Bohren & der Club of Gore, Piano Nights
“I stumbled across a genre called ‘doom jazz’ once and this remains with me from the stack of those findings. It has so much emotion tied into its pieces. I connect with both the quiet darkness it holds and the unhidden sense of possibility too.”
Keaton Henson, Emissary (ft. Ren Ford)
“I love that Keaton poured his energy into this album, Romantic Works. It is just that; a world of strings and purest expression of emotion. We sometimes don’t need the voice that others know us by to communicate just as well. This is proof of that.”
Sigur Ros, Svefn-g-englar
“When I first heard them as a teenager I was struck by the depth that they explored both emotionally and sonically.

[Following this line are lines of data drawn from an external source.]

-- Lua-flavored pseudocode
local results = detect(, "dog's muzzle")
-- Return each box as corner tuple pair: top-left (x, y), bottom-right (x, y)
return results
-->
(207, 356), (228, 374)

The letting go of structure over wants to explore more deeply in the ten minute songs capes of their earlier makings.”
John Adams, Dharma At Big Sur
“Big Sur is a sacred place between LA and San Francisco, where the towering worlds of mountains and redwoods pour and collapse into the sea a thousand feet below. It has been a place of refuge and recluse for me more than a few times. John Adams wrote this piece with all of that captured somewhere within it.”

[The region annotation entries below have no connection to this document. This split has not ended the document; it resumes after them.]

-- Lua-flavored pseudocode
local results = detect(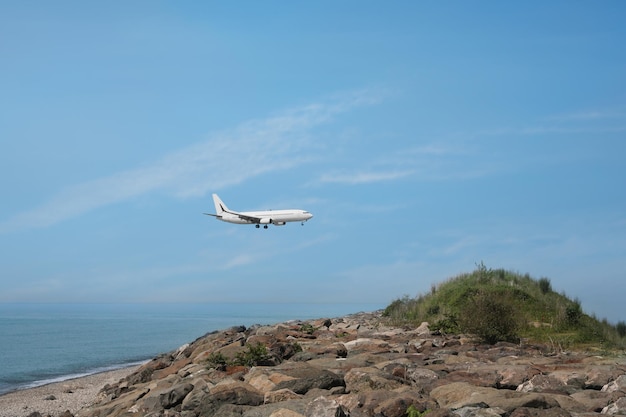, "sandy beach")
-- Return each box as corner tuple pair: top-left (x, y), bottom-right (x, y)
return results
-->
(0, 366), (138, 417)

Gaussian Curve, Broken Clouds
“A fairly unknown project and one that came into my world almost by accident. Minimal ambient melodies for ears to focus on or to allow to soak in as you move your body to do other things.”
Nihls Frahm, Ambre
“There is such deep beauty in simplicity; in stripping something to its core where space itself plays an equal role to the music itself. This song has that emotive connection. Made originally as a score for a film, maybe it allows even more story on its own.”
BJORK, Undo
“It is so rare to see an artist remain true to creation for so long, and to have a voice as deep and pure both in and out of song. Bjork is a majestic force, and I have always felt inspiration from her makings. She has both power and softness, all the makings of the goddess that is the female energy.”

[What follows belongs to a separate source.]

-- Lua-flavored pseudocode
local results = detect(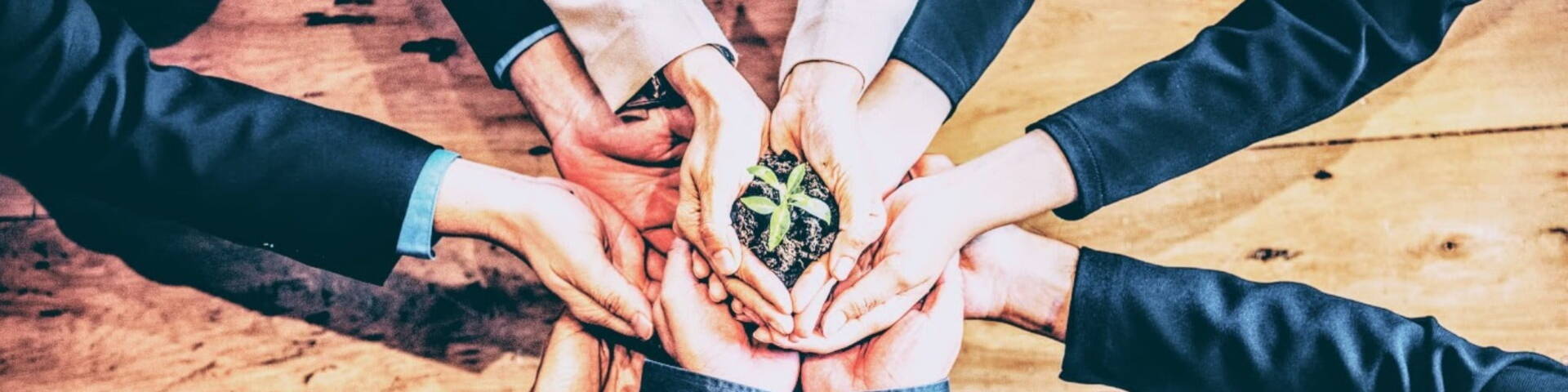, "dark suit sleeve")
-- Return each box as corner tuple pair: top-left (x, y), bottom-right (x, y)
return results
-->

Jon Hassell, The Surgeon of the Nightsky Restores Dead things by the Power of Sound
“I discovered Jon Hassell’s work recently from my explorations into the world of modern minimal composers. A lot of this playlist lives in that world. For me, these pieces allow nothing but thought and exploration for the mind. The lyrics are very powerful, sometimes maybe too powerful in that they overcrowd the listener’s mind and prevent it from being taken to new places. Jon’s work its explorative and innovative; there is less to grasp onto than with most music, but I think its important to allow those experiences too.”
Steve Reich,Music for 18 Musicians
“Another journey.. of overlapping worlds and soundscapes. There is something about the repetition that becomes magnetic. I have been able to watch this piece before live in France and can confirm it is a magic world to disappear into for 20 minutes of lapping sound and absorption.”